今まで、そんな奴は周りにひとりもいなかったんだ。



ほんの僅か寄り道しただけなのに、家についた頃には日が沈んでいて景色は随分闇に包まれていた。

携帯を取り出し時間を確認すると家からの不在着信が五件も入っていた。留守番電話も残されているらしい。

家まではあと五分程で着く距離だ。今、電話やメールをするよりも気づかなかったことにしておくほうがいいだろう。

そう思い携帯をしまって足早に家に向かった。


「ただいま」

ガチャとドアを勢いよく開けて玄関に入ると、母が「遅かったのね」と心配そうに告げながら出迎えに来た。たかが十分程度遅くなっただけじゃないか、と悪態をつきたくなるけれど、それをぐっとこらえる。

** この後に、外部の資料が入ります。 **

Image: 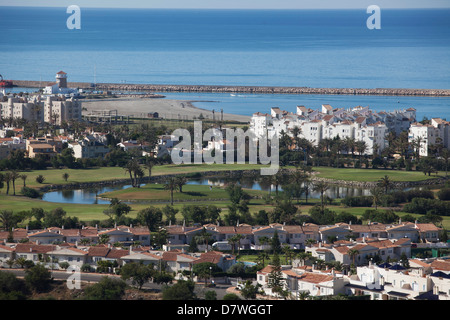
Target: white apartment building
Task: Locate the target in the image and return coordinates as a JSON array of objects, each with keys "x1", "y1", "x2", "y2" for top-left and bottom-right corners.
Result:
[
  {"x1": 0, "y1": 95, "x2": 81, "y2": 125},
  {"x1": 250, "y1": 104, "x2": 414, "y2": 155},
  {"x1": 408, "y1": 118, "x2": 450, "y2": 157}
]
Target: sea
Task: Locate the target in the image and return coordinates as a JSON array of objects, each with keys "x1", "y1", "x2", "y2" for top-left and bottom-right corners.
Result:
[{"x1": 0, "y1": 7, "x2": 450, "y2": 120}]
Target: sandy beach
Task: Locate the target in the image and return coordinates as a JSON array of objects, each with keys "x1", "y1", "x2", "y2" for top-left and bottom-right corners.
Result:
[{"x1": 81, "y1": 97, "x2": 250, "y2": 122}]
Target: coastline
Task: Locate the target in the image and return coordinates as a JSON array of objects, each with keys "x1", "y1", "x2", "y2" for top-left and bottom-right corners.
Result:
[
  {"x1": 12, "y1": 80, "x2": 450, "y2": 97},
  {"x1": 82, "y1": 97, "x2": 251, "y2": 123}
]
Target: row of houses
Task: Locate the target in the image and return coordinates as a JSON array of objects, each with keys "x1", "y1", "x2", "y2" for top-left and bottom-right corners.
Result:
[
  {"x1": 0, "y1": 221, "x2": 441, "y2": 250},
  {"x1": 165, "y1": 221, "x2": 441, "y2": 250},
  {"x1": 250, "y1": 104, "x2": 416, "y2": 155},
  {"x1": 257, "y1": 258, "x2": 450, "y2": 300},
  {"x1": 0, "y1": 243, "x2": 236, "y2": 273},
  {"x1": 0, "y1": 128, "x2": 155, "y2": 159}
]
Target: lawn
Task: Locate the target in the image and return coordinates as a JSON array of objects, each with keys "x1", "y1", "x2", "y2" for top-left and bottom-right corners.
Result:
[
  {"x1": 0, "y1": 164, "x2": 263, "y2": 193},
  {"x1": 313, "y1": 167, "x2": 445, "y2": 182}
]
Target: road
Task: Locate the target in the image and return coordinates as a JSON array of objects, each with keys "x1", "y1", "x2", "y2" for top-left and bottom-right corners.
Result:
[{"x1": 1, "y1": 269, "x2": 236, "y2": 300}]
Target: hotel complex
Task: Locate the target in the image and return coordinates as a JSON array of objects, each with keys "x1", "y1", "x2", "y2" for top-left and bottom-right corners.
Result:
[{"x1": 250, "y1": 104, "x2": 450, "y2": 155}]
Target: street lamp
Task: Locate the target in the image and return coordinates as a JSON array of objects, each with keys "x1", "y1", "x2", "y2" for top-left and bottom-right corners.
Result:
[{"x1": 209, "y1": 267, "x2": 212, "y2": 284}]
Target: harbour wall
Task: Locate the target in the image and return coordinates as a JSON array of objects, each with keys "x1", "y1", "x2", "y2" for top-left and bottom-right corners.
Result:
[{"x1": 13, "y1": 80, "x2": 450, "y2": 97}]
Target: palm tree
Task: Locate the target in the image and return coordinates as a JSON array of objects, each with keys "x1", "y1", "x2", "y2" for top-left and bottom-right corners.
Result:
[
  {"x1": 144, "y1": 157, "x2": 155, "y2": 181},
  {"x1": 3, "y1": 172, "x2": 12, "y2": 194},
  {"x1": 175, "y1": 176, "x2": 187, "y2": 192},
  {"x1": 20, "y1": 174, "x2": 27, "y2": 187},
  {"x1": 164, "y1": 177, "x2": 178, "y2": 205},
  {"x1": 441, "y1": 148, "x2": 450, "y2": 177},
  {"x1": 378, "y1": 175, "x2": 392, "y2": 194},
  {"x1": 195, "y1": 228, "x2": 212, "y2": 252},
  {"x1": 347, "y1": 249, "x2": 359, "y2": 265},
  {"x1": 370, "y1": 187, "x2": 383, "y2": 210},
  {"x1": 11, "y1": 170, "x2": 20, "y2": 195},
  {"x1": 313, "y1": 182, "x2": 329, "y2": 212},
  {"x1": 283, "y1": 244, "x2": 294, "y2": 264},
  {"x1": 355, "y1": 140, "x2": 367, "y2": 167},
  {"x1": 62, "y1": 172, "x2": 69, "y2": 182},
  {"x1": 256, "y1": 251, "x2": 270, "y2": 268},
  {"x1": 123, "y1": 158, "x2": 140, "y2": 187},
  {"x1": 411, "y1": 137, "x2": 422, "y2": 160}
]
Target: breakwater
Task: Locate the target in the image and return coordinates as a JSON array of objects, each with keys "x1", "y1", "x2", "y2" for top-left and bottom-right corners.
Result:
[{"x1": 13, "y1": 80, "x2": 450, "y2": 97}]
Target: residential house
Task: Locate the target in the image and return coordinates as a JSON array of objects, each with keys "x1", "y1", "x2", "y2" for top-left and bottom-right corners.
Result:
[
  {"x1": 0, "y1": 244, "x2": 14, "y2": 268},
  {"x1": 28, "y1": 228, "x2": 64, "y2": 244},
  {"x1": 162, "y1": 250, "x2": 197, "y2": 273},
  {"x1": 14, "y1": 243, "x2": 57, "y2": 263}
]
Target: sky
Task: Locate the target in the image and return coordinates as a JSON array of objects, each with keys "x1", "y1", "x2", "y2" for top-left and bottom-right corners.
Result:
[{"x1": 0, "y1": 0, "x2": 450, "y2": 9}]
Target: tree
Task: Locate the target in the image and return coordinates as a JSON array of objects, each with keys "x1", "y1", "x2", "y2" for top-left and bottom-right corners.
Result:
[
  {"x1": 144, "y1": 157, "x2": 155, "y2": 181},
  {"x1": 441, "y1": 148, "x2": 450, "y2": 177},
  {"x1": 20, "y1": 174, "x2": 28, "y2": 187},
  {"x1": 10, "y1": 170, "x2": 20, "y2": 195},
  {"x1": 161, "y1": 205, "x2": 179, "y2": 224},
  {"x1": 270, "y1": 230, "x2": 281, "y2": 254},
  {"x1": 0, "y1": 271, "x2": 29, "y2": 300},
  {"x1": 268, "y1": 252, "x2": 286, "y2": 297},
  {"x1": 370, "y1": 187, "x2": 383, "y2": 210},
  {"x1": 120, "y1": 262, "x2": 154, "y2": 290},
  {"x1": 36, "y1": 174, "x2": 45, "y2": 183},
  {"x1": 25, "y1": 264, "x2": 51, "y2": 292},
  {"x1": 195, "y1": 228, "x2": 212, "y2": 251},
  {"x1": 192, "y1": 262, "x2": 222, "y2": 286},
  {"x1": 175, "y1": 176, "x2": 187, "y2": 192},
  {"x1": 103, "y1": 198, "x2": 131, "y2": 222},
  {"x1": 164, "y1": 177, "x2": 178, "y2": 206},
  {"x1": 347, "y1": 249, "x2": 359, "y2": 265},
  {"x1": 241, "y1": 280, "x2": 261, "y2": 300},
  {"x1": 3, "y1": 172, "x2": 12, "y2": 194},
  {"x1": 62, "y1": 172, "x2": 69, "y2": 182},
  {"x1": 205, "y1": 290, "x2": 217, "y2": 300},
  {"x1": 137, "y1": 207, "x2": 162, "y2": 232},
  {"x1": 123, "y1": 158, "x2": 140, "y2": 188},
  {"x1": 228, "y1": 234, "x2": 245, "y2": 255},
  {"x1": 83, "y1": 276, "x2": 127, "y2": 300},
  {"x1": 0, "y1": 210, "x2": 22, "y2": 231},
  {"x1": 162, "y1": 280, "x2": 197, "y2": 300},
  {"x1": 355, "y1": 140, "x2": 367, "y2": 165},
  {"x1": 313, "y1": 181, "x2": 329, "y2": 211},
  {"x1": 378, "y1": 175, "x2": 392, "y2": 194}
]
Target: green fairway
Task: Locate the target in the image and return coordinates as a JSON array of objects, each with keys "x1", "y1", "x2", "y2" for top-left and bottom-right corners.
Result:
[
  {"x1": 0, "y1": 164, "x2": 263, "y2": 194},
  {"x1": 313, "y1": 167, "x2": 445, "y2": 182}
]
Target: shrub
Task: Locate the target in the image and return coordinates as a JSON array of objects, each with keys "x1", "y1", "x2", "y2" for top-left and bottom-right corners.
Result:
[
  {"x1": 437, "y1": 188, "x2": 450, "y2": 201},
  {"x1": 403, "y1": 198, "x2": 450, "y2": 216},
  {"x1": 341, "y1": 196, "x2": 373, "y2": 207},
  {"x1": 21, "y1": 187, "x2": 42, "y2": 198}
]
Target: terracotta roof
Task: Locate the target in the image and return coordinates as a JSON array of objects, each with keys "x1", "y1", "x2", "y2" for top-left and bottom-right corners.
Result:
[
  {"x1": 88, "y1": 246, "x2": 111, "y2": 257},
  {"x1": 431, "y1": 260, "x2": 450, "y2": 271},
  {"x1": 416, "y1": 223, "x2": 442, "y2": 232},
  {"x1": 299, "y1": 272, "x2": 333, "y2": 283},
  {"x1": 106, "y1": 249, "x2": 127, "y2": 259},
  {"x1": 15, "y1": 243, "x2": 56, "y2": 253}
]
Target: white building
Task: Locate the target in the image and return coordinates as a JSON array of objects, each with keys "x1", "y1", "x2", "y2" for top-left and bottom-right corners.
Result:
[
  {"x1": 44, "y1": 71, "x2": 78, "y2": 96},
  {"x1": 408, "y1": 118, "x2": 450, "y2": 157},
  {"x1": 250, "y1": 104, "x2": 414, "y2": 155}
]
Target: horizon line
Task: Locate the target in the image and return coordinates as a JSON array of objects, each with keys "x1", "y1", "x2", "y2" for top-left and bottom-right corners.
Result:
[{"x1": 0, "y1": 3, "x2": 450, "y2": 10}]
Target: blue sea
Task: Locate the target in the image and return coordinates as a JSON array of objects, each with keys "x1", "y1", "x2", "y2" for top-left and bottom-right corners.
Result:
[{"x1": 0, "y1": 7, "x2": 450, "y2": 119}]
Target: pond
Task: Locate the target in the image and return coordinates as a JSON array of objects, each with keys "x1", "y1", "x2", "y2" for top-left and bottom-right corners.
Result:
[{"x1": 42, "y1": 178, "x2": 370, "y2": 204}]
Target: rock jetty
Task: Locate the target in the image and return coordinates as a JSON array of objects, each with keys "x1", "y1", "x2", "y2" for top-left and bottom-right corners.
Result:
[{"x1": 13, "y1": 80, "x2": 450, "y2": 97}]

「遅いから電話したのに出なかったからなにかあったのかと」
「ああ、そうなんだ。ごめん気づかなかった」

わざとらしくポケットから携帯を取り出して今知ったかのような顔をしてみせた。

四十半ばを過ぎている母は一見三十代に見える。
それは母の仕草や性格のせいだろう。

拗ねて口を尖らせる仕草、眉を下げて人を上目遣いに見るところ、父に、子供に依存する質。ひとりきりじゃ寂しくて死んでしまいそうにか弱い、いつまでも〝女の子〟の母。

そう、母は〝女の子〟なのだ。母は今もおままごとをやっていて、子供のことを人形のように思っている。

そう感じる度にいつも嫌悪感で胸が気持ち悪くなる。

心を落ち着かせるために鼻からすうっと空気を吸い込んで細く長い息を吐き出した。